We use the well-known result that every polygon with $\ge 4$ vertices has an inner diagonal and thus has a triangulation, and this triangulation is composed of $n-2$ triangles, so uses $n-3$ inner diagonals. Because of the existence of this triangulation, $D(n)\ge n-3$. We will later construct an $n$-gon with exactly $n-3$ inner diagonals showing $D(n)=n-3$. Assuming $D(n)=n-3$, an $n$-gon with $D(n)$ inner diagonals can be triangulated with $n-3$ inner diagonals, so there, we have found our $n-3=D(n)$ inner diagonals and they are non-intersecting. Moreover, if no two inner diagonals of an $n$-gon intersect, then there is no inner diagonal other than the $n-3$ inner diagonals composing the triangulation, as it would intersect one of them, so this $n$-gon has $n-3$ inner diagonals. All that is left is the construction. For even $n=2k$, do the following: $\qquad \bullet \quad$ circle $\omega$ has two tangents, $XY_1$ and $XY_k$ with $Y_1,Y_k\in \omega$ $\qquad \bullet \quad$ take $k-1$ points on the arc $Y_1Y_k$ inside triangle $XY_1Y_k$, called $Z_1,Z_2,\dots,Z_{k-1}$ in this order from $Y_1$ to $Y_k$ $\qquad \bullet \quad$ $XZ_1\cap \omega=\{Z_1,X^*\}$ $\qquad \bullet \quad$ take $k-2$ points on the other arc $Y_1Y_k$ between $Y_1$ and $X^*$, namely $Y_2,Y_3,\dots,Y_{k-1}$ $\qquad \bullet \quad$ the $2k$-gon is $XY_1Z_1Y_2Z_2\dots Y_{k-1}Z_{k-1}Y_k$ It is easy to check that then the inner diagonals are precisely $XZ_1,XZ_2,\dots,XZ_{k-1}$ and $Z_1Z_2,Z_2Z_3,\dots,Z_{k-2}Z_{k-1}$, their number is $2k-3$. To achieve a construction for odd $n$, just remove $Y_{k-1}--Z_{k-1}--Y_k$ and replace it with $Y_{k-1}--Y_k$ - this loses a vertex and also a diagonal, so it works.

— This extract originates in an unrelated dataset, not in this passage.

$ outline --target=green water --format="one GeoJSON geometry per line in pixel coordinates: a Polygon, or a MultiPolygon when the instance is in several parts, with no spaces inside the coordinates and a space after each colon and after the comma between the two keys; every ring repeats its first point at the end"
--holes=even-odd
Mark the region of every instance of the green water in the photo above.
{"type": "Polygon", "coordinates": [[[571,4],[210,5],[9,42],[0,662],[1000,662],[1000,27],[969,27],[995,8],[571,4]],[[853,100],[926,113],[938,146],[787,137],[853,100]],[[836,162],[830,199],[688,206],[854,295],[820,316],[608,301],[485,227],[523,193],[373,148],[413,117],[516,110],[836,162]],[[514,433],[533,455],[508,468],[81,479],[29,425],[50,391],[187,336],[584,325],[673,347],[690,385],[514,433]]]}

Darn sniped, but the above solution is cleaner. Funny how construction+convex=>parabola for me as well, circles were only my second thought. The motivation for mine seems more arcane - it just makes shark teeth polygons precise.

Triangulation gives $n + 2D(n) \ge 3(n-2)$, so $D(n) \ge n-3$. For the equality case, there must be a unique triangulation. If $D(n)=n-3$, there is a unique triangulation, so if two inner diagonals intersect, we can swap using those two, a contradiction. Therefore, no two inner diagonals intersect. If no two inner diagonals intersect, if we triangulate the polygon, that is all inner diagonals, so $D(n)=n-3$.